In an allusion to his Netflix show’s Dungeons & Dragons games, Wolfhard rolled some dice to find out what the band’s fate would be. “So, you drove out to Black Mountain, and you got eaten by a combo of Grimes and Carly Rae Jepsen,” he said. The Toronto punk band had another gift up their sleeve, as they sent their parents to the gala in their stead and got them to tweet about the night using the hashtag #PUPSParentsAtPolaris.
But on to the performances. Hamilton’s Jessy Lanza brought her technicolour ‘80s-inspired electro-pop with “Never Enough” and “It Means I Love You,” with Sourpussy’s Becky Katz offering some kind words about her record Oh No.
Basia Bulat did stunning renditions of “The Garden” and “In The Name Of” from her pop-leaning fourth record Good Advice, buoyed by members of the Toronto Symphony Orchestra, with journalist Mary Dickie singing the praises of her record.
Then on to some soothing, feely tunes from Saskatchewan folkie Andy Shauf with “To You” and “The Magician,” with a ringing endorsement from none other than Wilco’s Jeff Tweedy.
At this point, the nominees for this year’s Slaight Heritage Prize were revealed, along with the announcement that there would now be 10 nominees per decade. That’s 40 records up to vote for, which you can do at the Polaris site. They include albums from The Band, Broken Social Scene, Joni Mitchell, Leroy Sibbles, and K-os.
Vancouver’s ballistic punk band White Lung, whose record Paradise was called “a very hot album” by actor Amber Tamblyn, offered up “Below” and “Sister.”
Then Kaytranada was endorsed by journalist Ian Steaman and we were on to the performance most in attendance had been waiting for—Carly Rae Jepsen, who did a gorgeous version of “Your Type” with members of the TSO, with Blood Orange’s Dev Hynes offering his endorsement of E•MO•TION.
There was a little extra sweetness to Jepsen’s performance if you happened to be part of the Polaris crew—apparently she brought everyone homemade cookies during her soundcheck earlier in the day.

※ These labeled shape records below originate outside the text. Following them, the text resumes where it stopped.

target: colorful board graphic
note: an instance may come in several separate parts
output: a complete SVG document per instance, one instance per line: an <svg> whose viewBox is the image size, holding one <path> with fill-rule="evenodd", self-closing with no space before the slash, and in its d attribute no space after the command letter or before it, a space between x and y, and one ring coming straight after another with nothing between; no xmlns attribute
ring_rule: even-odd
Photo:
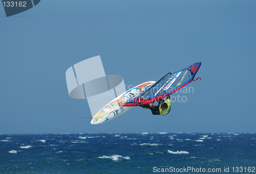
<svg viewBox="0 0 256 174"><path fill-rule="evenodd" d="M154 81L151 81L140 84L121 94L100 110L93 117L91 124L102 123L124 113L132 107L123 106L123 104L155 82Z"/></svg>

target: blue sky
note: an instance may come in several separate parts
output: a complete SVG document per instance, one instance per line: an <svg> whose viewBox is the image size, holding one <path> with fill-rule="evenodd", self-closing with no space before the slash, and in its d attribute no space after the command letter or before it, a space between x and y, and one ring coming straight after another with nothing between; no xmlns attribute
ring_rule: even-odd
<svg viewBox="0 0 256 174"><path fill-rule="evenodd" d="M41 1L6 17L0 6L0 134L255 132L256 2ZM185 102L165 116L135 107L91 125L69 96L67 70L100 55L128 89L197 62ZM81 118L83 117L83 118Z"/></svg>

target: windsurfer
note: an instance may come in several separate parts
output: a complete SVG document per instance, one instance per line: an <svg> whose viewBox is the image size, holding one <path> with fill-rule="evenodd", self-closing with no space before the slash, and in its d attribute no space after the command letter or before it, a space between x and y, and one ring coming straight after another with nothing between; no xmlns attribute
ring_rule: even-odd
<svg viewBox="0 0 256 174"><path fill-rule="evenodd" d="M158 103L157 106L154 106L153 103L150 103L150 104L140 105L140 106L143 108L149 108L151 110L153 115L165 115L169 113L172 106L172 101L170 101L169 96L166 97L166 101L162 99L158 100L157 102Z"/></svg>

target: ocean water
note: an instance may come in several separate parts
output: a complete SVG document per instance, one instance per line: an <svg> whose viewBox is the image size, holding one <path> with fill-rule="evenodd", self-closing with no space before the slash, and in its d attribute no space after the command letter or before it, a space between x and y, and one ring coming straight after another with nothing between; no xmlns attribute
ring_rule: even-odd
<svg viewBox="0 0 256 174"><path fill-rule="evenodd" d="M0 135L0 173L255 173L256 133Z"/></svg>

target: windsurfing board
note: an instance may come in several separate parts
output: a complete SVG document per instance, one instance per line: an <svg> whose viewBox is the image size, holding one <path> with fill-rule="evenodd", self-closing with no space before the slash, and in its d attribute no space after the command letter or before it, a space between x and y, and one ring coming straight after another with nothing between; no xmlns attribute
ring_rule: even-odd
<svg viewBox="0 0 256 174"><path fill-rule="evenodd" d="M134 96L140 93L147 87L155 82L155 81L150 81L141 83L121 94L101 109L93 117L91 121L91 124L103 123L117 117L131 109L133 106L121 106L119 104L129 100Z"/></svg>

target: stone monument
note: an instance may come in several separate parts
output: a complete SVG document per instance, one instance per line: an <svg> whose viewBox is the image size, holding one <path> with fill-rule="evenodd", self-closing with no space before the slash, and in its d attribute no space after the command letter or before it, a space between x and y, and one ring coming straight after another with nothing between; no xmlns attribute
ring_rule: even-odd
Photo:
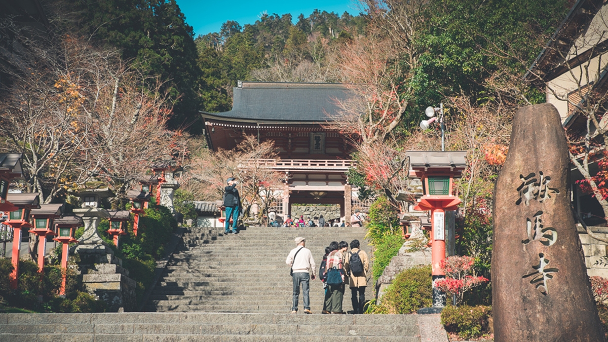
<svg viewBox="0 0 608 342"><path fill-rule="evenodd" d="M552 105L520 109L496 182L494 341L604 341L570 205L570 161Z"/></svg>

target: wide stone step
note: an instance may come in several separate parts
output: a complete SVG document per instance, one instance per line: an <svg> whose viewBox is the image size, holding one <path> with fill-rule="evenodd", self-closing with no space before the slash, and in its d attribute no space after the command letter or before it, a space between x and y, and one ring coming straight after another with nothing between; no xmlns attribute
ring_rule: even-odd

Grimes’ Art Angels was celebrated by LNDN DRGS’ Jay Worthy, and then the last performances of the night, provided by U.S. Girls, ended things in a dramatic, incredible fashion. The band—with a glowing statement from the legendary Iggy Pop—did “Sororal Feelings” and a cover of Yoko Ono’s “Born In A Prison.”
But of course, despite an impossibly close-to-call race largely dominated by pop music or its glorious bastardizations, there could be only one winner, and Kaytranada’s vibrant, groove-laden debut deserves it. Now we can sit back and watch for what he does next.